In the previous chapter we successfully deployed bcache, and in this chapter we use Ceph in conjunction with Bcache, using Bcache to speed up ceph's data disk.
1 ceph architecture
A standard ceph cluster might have the following architecture, with SSDs/NVMEs storing metadata and SATA disks storing data. In such an architecture, the upper limit of the read/write rate of the physical SATA disk determines the upper limit of the storage cluster ceph (the barrel effect). If we add a caching layer to the SATA disk in this architecture .
The structure of the caching layer is given in the official documentation as follows
The overall idea is the same, except that the caching layer is not maintained for a long time. Currently it is still in the non-production available stage .
The bcache technology, on the other hand, has been baptized by time and is a more mature solution in ceph caching technology.
Then the Bcache storage architecture becomes the following architecture.
In this architecture we modify the schema of Bcache as followswriteback modeIn the production environment, we just need to focus on increasing the number of cache hits, while in the production environment we need to focus on increasing the number of cache hits. In a production environment we just need to focus on solving the problem of increasing the hit rate of the cache. In fact most production environments do exactly that.
2 Deployment
In Chapter 13 we covered ceph single-node deployments, so if you don't already have a single-node ceph environment, jump back in and build a minimal ceph environment on your own VM environment.
All we need to do is point the --data disk to bcache when deploying ceph osd, and we're done.

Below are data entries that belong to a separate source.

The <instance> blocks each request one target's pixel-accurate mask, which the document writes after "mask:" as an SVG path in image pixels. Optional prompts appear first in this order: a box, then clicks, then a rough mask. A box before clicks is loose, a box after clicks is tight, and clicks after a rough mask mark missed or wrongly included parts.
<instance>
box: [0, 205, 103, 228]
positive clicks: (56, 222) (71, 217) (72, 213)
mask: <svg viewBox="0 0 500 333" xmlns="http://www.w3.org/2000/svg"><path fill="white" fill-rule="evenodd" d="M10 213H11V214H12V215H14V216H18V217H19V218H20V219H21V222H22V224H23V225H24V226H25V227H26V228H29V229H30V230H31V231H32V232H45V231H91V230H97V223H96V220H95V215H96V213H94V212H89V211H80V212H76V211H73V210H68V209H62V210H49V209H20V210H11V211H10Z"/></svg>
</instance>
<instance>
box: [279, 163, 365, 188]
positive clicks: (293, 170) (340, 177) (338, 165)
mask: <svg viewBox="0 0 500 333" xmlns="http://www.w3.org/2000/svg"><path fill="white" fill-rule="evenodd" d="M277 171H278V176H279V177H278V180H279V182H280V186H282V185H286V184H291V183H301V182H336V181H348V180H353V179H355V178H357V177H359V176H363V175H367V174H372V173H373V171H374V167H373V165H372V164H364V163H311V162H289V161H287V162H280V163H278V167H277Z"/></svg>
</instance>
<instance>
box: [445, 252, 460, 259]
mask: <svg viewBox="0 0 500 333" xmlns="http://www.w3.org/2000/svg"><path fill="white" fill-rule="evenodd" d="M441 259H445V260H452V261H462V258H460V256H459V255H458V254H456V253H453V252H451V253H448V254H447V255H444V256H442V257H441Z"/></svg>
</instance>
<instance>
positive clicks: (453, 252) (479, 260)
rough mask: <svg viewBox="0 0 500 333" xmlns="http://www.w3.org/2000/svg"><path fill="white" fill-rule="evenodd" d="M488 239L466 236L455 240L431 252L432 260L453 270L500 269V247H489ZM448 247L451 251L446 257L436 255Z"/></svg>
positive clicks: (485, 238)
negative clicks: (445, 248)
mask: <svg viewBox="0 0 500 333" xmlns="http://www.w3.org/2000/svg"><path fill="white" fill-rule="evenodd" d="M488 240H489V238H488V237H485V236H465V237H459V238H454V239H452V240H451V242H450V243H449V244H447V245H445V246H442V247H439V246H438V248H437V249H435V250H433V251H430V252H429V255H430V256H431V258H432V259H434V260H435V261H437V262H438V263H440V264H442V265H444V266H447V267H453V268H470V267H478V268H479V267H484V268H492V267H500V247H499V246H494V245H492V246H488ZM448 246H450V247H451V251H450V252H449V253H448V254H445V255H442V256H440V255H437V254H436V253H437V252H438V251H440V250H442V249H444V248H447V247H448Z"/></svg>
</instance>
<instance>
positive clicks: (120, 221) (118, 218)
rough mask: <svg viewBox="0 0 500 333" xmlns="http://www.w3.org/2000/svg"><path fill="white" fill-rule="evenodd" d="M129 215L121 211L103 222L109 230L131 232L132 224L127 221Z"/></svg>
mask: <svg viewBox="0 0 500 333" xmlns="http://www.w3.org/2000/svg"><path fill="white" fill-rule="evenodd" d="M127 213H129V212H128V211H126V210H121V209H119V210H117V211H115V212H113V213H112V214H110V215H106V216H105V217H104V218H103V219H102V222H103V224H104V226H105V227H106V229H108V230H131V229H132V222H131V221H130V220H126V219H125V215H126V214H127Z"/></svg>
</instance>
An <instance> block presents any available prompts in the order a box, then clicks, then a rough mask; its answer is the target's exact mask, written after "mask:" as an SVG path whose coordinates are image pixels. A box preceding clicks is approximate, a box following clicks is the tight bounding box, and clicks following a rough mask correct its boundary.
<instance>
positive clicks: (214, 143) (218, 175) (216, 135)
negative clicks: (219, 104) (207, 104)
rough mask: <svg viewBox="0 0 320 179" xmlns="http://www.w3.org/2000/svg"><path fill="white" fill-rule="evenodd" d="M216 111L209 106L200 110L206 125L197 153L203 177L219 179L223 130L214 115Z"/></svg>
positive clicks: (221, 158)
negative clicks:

ceph-volume --cluster ceph lvm create --bluestore \
--data /dev/bcache0 -- /dev/sde1
ceph-volume --cluster ceph lvm create --bluestore \
--data /dev/bcache1 -- /dev/sde2
ceph-volume --cluster ceph lvm create --bluestore \
--data /dev/bcache2 -- /dev/sde3
At this point, the --data specifies the data disks as bcache0, bcache1, and bcache2, and partitions 1, 2, and 3 of the sde disk correspond to .
At this point in viewing the status of the ceph cluster
3 Reflections
Each data disk corresponds to a three-level directory structure as follows
sdd
└─bcache0
└─ceph--f015264a--34a3--484e--b17a--1811290fea04-osd--block--c6b8e971--5246--46db--93f8--0ceda4626015
3.1 What exactly is this long list of them?
For those of you who know what LVM is, you can clearly see that the right side is the LV (Logical Volume number, while the left side is the VG (Volume Group) number.
We know.LVM --VG --PV corresponds to a tertiary structure, so it is known thatVG By vgdisplay
pvdisplay
We'll see.PV but (not)PV Generally is a partition or disk, at this time the corresponding ceph cluster is BcacheX, at this time X is the number of Bcache. Through the Bcache number, in combination with thelsblk
The disk letter of the back-end data disk that actually stores the data is known.
(take note of lsblk
outgoingVG cap (a poem)LVThe number separator is with two -- and, thevgdisplay
cap (a poem)lvdisplay
It's all separated by a -, so just filter the last 1 paragraph when searching)
3.2 Why do we need to know this? Or to put it another way what is the point of knowing this anymore?
We know that the ceph data disk in the ceph is expressed as a osd.2 and other numbers, now the question comes, if the osd.2 is bad and need to change the disk, how do you know osd.2 corresponding to the data disk is which disk?
It is summarized in the following figure
From the figure, we can know the corresponding number of osd and the corresponding relationship between the disk, and what is the relationship with the VG LVM number, through the installation directory of osd already know the corresponding relationship between the disk and osd. I don't care what LV VG is.
Let's imagine a scenario where bcache2 is broken, and the ceph field displayed by lsblk naturally doesn't exist. How do you correlate the osd number to the disk? At this point VG and PV will come in handy.
The authors therefore recommend that when studying, one should not be an instrumentalist, but rather, one should be able to know what he knows as well as what he knows.
3.3 Are there any simple commands whose correspondence can be seen at a glance?
ceph-volume lvs list
command can be implemented directly
Write at the end:
Currently we have completed a minimized ceph cluster, ceph as a distributed storage, know its concepts, and maintenance is a difficult task, note that we will be from theory to practice, focusing on ceph operation and maintenance skills.